We are everywhere confronted with emergence in complex adaptive systems – ant colonies, networks of neurones, the immune system, the Internet, and the global economy, to name a few – where the behaviour of the whole is much more complex than the behaviour of the parts.


In its organisational structure, simple rules evolve into complex patterns without a central leader. Studies of emergence overlap between developmental biology, chemistry and mathematics, where such principles can be translated into mathematical models for generating complex forms and structures within computational environments (in-silico).

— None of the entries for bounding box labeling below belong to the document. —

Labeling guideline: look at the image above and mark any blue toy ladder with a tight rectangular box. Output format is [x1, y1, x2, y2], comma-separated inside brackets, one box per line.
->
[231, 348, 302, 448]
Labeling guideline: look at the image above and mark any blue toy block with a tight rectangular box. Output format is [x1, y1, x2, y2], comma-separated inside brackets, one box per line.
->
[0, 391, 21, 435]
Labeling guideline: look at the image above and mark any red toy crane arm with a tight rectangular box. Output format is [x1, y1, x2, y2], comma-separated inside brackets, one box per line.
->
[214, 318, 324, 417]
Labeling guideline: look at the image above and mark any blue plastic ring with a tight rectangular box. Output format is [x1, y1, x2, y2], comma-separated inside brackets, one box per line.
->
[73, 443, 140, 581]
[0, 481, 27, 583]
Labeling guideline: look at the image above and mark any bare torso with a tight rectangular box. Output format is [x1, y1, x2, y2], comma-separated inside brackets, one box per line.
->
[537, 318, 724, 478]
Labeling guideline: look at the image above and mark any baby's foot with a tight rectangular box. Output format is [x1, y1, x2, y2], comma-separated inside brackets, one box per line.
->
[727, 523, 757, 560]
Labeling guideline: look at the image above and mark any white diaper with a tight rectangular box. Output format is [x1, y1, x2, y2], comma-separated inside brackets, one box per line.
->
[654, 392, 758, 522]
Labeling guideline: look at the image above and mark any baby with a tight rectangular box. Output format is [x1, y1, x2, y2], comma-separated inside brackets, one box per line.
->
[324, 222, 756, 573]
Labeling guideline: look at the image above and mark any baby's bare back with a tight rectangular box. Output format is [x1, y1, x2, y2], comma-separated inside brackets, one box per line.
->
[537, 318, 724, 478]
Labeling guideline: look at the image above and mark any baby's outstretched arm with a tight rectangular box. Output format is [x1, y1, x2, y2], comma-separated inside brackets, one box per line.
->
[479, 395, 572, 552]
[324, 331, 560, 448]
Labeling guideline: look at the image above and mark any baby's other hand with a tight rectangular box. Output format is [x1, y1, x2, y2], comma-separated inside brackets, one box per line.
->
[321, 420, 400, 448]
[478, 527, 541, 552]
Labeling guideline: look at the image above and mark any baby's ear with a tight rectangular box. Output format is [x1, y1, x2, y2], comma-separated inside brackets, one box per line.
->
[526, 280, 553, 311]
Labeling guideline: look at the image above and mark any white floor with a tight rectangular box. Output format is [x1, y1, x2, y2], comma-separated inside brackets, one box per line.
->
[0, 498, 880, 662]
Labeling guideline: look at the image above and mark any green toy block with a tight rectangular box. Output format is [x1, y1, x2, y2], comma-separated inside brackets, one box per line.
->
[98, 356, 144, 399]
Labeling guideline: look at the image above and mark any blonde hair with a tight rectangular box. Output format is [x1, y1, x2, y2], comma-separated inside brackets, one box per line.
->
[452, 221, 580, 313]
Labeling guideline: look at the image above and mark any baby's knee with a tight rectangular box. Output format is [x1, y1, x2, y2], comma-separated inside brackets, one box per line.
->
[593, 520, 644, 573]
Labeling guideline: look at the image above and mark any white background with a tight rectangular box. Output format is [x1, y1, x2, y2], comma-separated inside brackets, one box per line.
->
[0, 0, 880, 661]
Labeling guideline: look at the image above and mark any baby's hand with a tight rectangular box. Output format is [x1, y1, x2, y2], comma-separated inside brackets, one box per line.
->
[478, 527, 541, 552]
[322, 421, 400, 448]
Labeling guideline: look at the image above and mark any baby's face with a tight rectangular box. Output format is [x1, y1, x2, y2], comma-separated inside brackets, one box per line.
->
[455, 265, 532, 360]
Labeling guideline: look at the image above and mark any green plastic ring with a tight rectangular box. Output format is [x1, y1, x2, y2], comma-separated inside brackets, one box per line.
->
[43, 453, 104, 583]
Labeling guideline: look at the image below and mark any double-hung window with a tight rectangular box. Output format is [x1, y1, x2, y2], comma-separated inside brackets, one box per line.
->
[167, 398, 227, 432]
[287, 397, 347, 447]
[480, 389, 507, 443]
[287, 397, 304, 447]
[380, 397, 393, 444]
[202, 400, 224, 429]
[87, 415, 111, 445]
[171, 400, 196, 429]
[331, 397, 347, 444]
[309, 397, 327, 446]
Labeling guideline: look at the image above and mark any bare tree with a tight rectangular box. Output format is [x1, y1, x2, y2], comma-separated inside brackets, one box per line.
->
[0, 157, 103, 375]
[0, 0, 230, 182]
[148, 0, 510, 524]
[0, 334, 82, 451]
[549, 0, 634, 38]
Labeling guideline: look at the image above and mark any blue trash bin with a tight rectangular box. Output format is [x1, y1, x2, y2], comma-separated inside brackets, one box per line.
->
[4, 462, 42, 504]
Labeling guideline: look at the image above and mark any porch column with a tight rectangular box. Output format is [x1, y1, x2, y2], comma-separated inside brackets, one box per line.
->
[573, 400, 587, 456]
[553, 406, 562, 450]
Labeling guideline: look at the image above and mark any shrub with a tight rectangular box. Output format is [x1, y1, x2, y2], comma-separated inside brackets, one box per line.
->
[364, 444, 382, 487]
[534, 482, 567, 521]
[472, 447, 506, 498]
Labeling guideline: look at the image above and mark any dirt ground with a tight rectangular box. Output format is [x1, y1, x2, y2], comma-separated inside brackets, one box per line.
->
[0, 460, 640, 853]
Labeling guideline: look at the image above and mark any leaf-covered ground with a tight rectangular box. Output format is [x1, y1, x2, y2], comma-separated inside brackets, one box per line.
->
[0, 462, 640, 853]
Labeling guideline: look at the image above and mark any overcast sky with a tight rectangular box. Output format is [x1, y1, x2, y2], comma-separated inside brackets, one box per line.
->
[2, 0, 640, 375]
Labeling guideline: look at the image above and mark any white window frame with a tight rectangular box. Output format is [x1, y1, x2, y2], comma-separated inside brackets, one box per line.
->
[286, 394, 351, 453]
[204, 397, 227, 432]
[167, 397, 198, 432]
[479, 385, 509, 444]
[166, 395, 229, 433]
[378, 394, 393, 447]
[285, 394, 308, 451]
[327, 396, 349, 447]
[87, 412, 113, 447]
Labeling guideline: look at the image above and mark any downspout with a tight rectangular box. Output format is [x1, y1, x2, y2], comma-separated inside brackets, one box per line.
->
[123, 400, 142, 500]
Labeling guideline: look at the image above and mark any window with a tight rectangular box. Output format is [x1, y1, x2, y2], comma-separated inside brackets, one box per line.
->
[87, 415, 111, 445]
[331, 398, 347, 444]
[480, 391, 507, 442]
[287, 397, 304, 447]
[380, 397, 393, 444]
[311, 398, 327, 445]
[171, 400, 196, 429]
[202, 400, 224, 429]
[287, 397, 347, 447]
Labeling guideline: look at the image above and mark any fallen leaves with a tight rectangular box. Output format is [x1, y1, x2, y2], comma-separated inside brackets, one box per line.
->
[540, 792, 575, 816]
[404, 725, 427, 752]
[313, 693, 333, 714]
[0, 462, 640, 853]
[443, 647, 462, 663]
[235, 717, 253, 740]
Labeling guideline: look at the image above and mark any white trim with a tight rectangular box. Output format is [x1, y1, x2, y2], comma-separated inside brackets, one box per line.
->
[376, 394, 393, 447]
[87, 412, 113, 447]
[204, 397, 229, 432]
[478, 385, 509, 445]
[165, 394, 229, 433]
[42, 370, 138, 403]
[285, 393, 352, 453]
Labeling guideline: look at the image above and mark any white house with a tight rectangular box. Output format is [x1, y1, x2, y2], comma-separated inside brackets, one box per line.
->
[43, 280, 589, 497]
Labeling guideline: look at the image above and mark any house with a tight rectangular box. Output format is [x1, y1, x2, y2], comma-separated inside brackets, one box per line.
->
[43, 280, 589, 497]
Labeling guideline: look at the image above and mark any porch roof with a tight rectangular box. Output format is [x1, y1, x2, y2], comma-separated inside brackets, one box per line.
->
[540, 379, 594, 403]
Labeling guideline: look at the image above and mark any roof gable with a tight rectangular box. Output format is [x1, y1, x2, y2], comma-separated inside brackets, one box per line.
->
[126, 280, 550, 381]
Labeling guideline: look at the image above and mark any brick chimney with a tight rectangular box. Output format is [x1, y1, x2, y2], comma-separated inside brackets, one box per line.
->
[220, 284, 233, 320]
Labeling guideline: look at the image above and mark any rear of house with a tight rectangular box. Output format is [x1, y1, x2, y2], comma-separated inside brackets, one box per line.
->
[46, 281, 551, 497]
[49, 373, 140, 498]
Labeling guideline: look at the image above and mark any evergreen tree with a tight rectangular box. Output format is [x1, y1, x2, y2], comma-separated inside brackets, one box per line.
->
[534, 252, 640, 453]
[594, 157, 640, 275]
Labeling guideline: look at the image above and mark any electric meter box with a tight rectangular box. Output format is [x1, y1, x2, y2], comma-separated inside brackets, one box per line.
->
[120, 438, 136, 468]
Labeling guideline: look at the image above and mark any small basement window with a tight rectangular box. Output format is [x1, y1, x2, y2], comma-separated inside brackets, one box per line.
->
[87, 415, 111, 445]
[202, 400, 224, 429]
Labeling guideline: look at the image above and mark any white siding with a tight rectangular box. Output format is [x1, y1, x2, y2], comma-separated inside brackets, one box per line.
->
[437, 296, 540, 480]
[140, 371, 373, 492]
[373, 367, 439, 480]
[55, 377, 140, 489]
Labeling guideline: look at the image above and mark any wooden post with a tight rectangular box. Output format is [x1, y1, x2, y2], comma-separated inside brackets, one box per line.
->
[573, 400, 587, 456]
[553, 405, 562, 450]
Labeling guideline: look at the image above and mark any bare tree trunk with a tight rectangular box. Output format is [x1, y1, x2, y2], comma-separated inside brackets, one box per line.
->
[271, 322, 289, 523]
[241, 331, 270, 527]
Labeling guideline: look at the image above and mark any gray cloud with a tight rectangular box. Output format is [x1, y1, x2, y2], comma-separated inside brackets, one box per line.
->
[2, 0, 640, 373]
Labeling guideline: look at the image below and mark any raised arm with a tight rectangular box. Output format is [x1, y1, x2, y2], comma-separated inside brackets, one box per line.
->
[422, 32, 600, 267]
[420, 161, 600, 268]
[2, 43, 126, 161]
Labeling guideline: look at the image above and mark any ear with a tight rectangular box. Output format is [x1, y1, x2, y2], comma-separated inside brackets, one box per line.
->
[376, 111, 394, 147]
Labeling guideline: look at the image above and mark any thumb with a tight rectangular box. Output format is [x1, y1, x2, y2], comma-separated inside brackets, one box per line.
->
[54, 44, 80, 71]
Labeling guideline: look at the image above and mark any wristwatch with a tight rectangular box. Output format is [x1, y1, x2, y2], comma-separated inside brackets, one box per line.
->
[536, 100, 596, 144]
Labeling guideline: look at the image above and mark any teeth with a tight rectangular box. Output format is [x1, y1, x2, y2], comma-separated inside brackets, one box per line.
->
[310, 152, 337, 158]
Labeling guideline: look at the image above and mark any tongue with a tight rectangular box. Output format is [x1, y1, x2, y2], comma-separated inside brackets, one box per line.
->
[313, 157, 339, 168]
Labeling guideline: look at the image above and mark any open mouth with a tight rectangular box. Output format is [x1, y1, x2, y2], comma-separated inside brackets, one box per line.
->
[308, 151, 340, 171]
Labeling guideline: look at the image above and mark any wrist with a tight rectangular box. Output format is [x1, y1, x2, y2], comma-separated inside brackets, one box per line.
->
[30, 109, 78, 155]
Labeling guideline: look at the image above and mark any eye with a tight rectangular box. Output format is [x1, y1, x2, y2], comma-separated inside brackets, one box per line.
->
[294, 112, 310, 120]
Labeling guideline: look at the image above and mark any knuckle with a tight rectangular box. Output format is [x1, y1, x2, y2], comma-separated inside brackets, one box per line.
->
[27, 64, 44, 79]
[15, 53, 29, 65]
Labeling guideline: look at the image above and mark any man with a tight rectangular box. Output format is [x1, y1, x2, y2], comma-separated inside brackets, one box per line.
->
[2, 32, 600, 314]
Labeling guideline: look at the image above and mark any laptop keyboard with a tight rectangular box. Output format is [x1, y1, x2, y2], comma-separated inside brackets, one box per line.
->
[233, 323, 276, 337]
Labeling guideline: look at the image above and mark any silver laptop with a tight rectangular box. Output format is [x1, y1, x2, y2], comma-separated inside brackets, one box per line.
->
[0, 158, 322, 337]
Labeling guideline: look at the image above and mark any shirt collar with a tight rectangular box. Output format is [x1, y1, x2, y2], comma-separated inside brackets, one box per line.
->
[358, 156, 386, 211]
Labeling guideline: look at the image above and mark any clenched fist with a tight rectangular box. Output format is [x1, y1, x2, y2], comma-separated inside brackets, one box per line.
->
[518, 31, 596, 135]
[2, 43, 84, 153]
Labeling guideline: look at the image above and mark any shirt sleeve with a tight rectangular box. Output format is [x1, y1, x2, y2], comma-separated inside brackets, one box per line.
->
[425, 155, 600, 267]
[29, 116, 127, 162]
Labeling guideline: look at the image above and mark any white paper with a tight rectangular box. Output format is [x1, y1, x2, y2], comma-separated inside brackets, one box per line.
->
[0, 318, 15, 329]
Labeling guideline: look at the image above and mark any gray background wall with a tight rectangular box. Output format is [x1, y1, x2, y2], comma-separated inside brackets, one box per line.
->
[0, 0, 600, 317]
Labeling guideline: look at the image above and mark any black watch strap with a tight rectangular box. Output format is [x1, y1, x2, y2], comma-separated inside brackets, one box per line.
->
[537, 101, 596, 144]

The project here presents a series of experiments conducted as part of my PhD research to explore emergent behaviour through form-finding processes, bifurcating into two design explorations. 

The first involves in-silico experiments, which computes flocking behaviour using agent-based simulation to generate a three dimensional printed form. Agents are autonomous entities operating according to a set of rules within a digital environment over time. Agent-based simulation provides emergent and complex behavioural patterns via the implementation of simple rules. The agent-based design form is digitally fabricated and later retrieved as a point-cloud model using photogrammetry. The point-cloud model becomes a ‘seeding’ scaffold to further simulate different morphological possibilities. 


The second involves in-vitro experiments conducted at ASCUS Lab in Edinburgh. It observes kombucha growth, soil microorganisms and slime mould. Different trapping mechanisms were explored on the slime mould as a methodological study of its emergent behaviour, commonly associated with its ability to solve shortest path problems in order to reach its food source. The subsequent experiments are part of a collaboration with architectural designer and researcher Asad Khan for a workshop conducted during the ArcInTex conference in April 2018, hosted by the RAFT research group at Edinburgh College of Art. The collaboration sets out as a speculative probe where each point in a point-cloud, similar to the spores within organisms, becomes a site of fecundity, transforming the fixed numerical coordinates from its dormant state into latencies. These experiments provided a preliminary insight for developing a computational design framework. It emphasises on the emergence of forms as a dynamic system through bottom-up form-finding processes, outside the pre-determined control of the designer.